L’opération de déguerpissement s’étend au Carrefour Sni-Owendo, entre larmes et urgence urbaine
La vaste campagne de libération des espaces publics lancée par les autorités dans le Grand Libreville atteint un nouveau seuil. Après les secteurs de Plaine-Orety, Derrière-l’Assemblée, Derrière-l’ambassade de Chine et les Bas-de-Gué-Gué, c’est désormais au tour des habitants et commerçants du Carrefour Sni-Owendo et des Charbonnages de faire leurs bagages. Un ultimatum de 72 heures, marqué au pochoir rouge « ADM 72 heures » sur les murs, sonne le glas de leurs activités et habitations.
Une atmosphère lourde d’incertitude et de désolation
Lundi 23 juin, le site du Carrefour Sni, notamment la zone derrière « Prix Import », baignait dans une ambiance de tristesse palpable. Le sceau « ADM 72 heures », apposé sur la majorité des bâtisses, signe une condamnation sans appel : commerces et habitations doivent être évacués sous trois jours, avant une démolition certaine.
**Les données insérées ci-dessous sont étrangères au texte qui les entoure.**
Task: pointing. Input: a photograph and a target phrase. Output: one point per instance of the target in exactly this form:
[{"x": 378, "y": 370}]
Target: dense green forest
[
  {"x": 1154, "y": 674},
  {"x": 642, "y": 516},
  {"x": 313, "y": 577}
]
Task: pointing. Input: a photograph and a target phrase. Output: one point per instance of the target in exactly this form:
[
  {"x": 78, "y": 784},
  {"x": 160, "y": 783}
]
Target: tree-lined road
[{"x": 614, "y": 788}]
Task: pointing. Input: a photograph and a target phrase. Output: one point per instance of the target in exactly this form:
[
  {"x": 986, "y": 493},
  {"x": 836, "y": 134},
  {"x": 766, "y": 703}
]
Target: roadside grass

Scènes de précipitation obligent, les locataires, essentiellement des commerçants, s’activaient déjà à emballer à la hâte leurs marchandises.
Détresse et incompréhension chez les « déguerpis »
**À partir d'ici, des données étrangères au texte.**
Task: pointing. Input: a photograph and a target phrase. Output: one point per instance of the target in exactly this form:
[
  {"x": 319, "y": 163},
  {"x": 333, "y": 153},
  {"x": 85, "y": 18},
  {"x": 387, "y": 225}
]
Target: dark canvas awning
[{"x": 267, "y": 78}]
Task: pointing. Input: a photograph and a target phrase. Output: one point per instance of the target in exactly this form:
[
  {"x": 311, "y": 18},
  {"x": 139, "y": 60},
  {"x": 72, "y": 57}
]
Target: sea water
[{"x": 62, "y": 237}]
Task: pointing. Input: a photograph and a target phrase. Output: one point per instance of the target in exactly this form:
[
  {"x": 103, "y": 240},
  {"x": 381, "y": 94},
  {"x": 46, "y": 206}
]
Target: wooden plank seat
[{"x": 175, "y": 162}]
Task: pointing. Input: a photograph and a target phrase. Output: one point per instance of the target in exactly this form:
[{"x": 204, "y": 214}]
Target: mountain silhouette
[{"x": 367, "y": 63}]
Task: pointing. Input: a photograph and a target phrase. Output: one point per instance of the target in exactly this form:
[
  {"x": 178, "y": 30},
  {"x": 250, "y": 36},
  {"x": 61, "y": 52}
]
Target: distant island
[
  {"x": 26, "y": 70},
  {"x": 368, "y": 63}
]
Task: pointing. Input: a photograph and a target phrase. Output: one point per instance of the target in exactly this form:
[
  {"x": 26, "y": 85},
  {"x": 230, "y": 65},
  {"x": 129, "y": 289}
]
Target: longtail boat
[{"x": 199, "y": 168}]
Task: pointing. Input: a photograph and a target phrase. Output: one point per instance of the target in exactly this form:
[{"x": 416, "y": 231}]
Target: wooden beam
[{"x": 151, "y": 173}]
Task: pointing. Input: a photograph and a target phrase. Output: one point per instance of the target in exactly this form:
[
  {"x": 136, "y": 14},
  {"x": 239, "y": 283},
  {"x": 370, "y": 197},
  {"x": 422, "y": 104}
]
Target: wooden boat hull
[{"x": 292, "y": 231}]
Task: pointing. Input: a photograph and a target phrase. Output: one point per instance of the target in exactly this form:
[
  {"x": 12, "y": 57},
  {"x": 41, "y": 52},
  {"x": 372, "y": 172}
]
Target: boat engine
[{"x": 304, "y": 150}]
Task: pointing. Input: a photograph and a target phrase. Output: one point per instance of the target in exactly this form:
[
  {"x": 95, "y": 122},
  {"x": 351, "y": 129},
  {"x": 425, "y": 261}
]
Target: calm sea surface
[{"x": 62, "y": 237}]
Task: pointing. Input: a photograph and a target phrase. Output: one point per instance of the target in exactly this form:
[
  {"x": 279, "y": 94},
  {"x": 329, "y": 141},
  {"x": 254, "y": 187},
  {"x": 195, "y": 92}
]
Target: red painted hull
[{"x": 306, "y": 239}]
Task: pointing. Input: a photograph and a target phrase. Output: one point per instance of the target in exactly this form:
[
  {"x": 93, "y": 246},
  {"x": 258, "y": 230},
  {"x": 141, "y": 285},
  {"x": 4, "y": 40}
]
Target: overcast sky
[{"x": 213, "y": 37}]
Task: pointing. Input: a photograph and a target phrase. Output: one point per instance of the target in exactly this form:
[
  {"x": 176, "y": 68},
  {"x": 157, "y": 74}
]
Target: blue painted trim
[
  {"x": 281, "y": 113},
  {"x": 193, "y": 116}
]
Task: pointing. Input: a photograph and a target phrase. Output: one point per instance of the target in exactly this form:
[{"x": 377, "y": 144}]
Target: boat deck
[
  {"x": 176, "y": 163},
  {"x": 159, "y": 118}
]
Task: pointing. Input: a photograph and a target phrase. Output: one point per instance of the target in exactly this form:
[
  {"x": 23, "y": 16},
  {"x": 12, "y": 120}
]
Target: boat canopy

Commerçants démunis : Tout s’effondre en trois jours ! « Où vais-je stocker ma marchandise ? Où vais-je nourrir ma famille demain ? », s’indigne un épicier, les bras chargés de cartons. « On nous parle de modernisation, mais on nous laisse sur le trottoir sans solution. C’est notre gagne-pain qui part en poussière. »
Propriétaires résidentiels désemparés : Pour les propriétaires de maisons d’habitation, le choc est encore plus brutal. « Cette maison, c’est toute ma vie, mes économies. On ne nous a rien proposé, pas de terrain de recasement, rien. Juste ce tampon et 72 heures pour tout perdre », confie, les larmes aux yeux, une mère de famille devant sa cour. « Moderniser oui, mais détruire des vies sans filet, est-ce vraiment le progrès ? »
La voix des autorités : Nécessité d’ordre et de modernité
Face à cette détresse, les autorités communales et gouvernementales défendent une opération présentée comme indispensable à l’embellissement et à la modernisation de la capitale.
Un responsable de la Communauté Urbaine, sous couvert d’anonymat, rappelle les motifs : « Ces occupations sont illégales et souvent anarchiques. Elles empiètent sur les voies publiques, génèrent des problèmes d’insalubrité, de circulation et parfois d’insécurité. Libérer ces espaces est crucial pour le développement ordonné de Libreville et des projets structurants sont prévus pour ces zones. »L’argument de la lutte contre l’habitat insalubre et la sécurisation des emprises publiques est également mis en avant. L’urgence des 72 heures est justifiée par la nécessité de « passer à l’action rapidement » pour respecter le calendrier de restructuration urbaine, bien que cette brièveté soit vivement critiquée par les concernés.
Entre urgence sociale et impératif d’urbanisme
L’extension des déguerpissements au Carrefour Sni-Owendo cristallise ainsi le difficile équilibre à trouver. D’un côté, une volonté affichée des pouvoirs publics de faire de Libreville une vitrine moderne, conforme aux standards d’une capitale du 21ème siècle, impliquant un cadre de vie assaini et un urbanisme maîtrisé. De l’autre, une réalité sociale crue : des centaines de familles et de petits entrepreneurs plongés dans une précarité immédiate, dénonçant un manque d’accompagnement et de solutions alternatives concrètes dans un délai aussi contraint.
Alors que les pelleteuses se rapprochent, la question des jours suivants pour les « déguerpis » de Carrefour Sni-Owendo reste entière, posant avec acuité le défi de la justice sociale dans la marche vers la modernisation de la ville.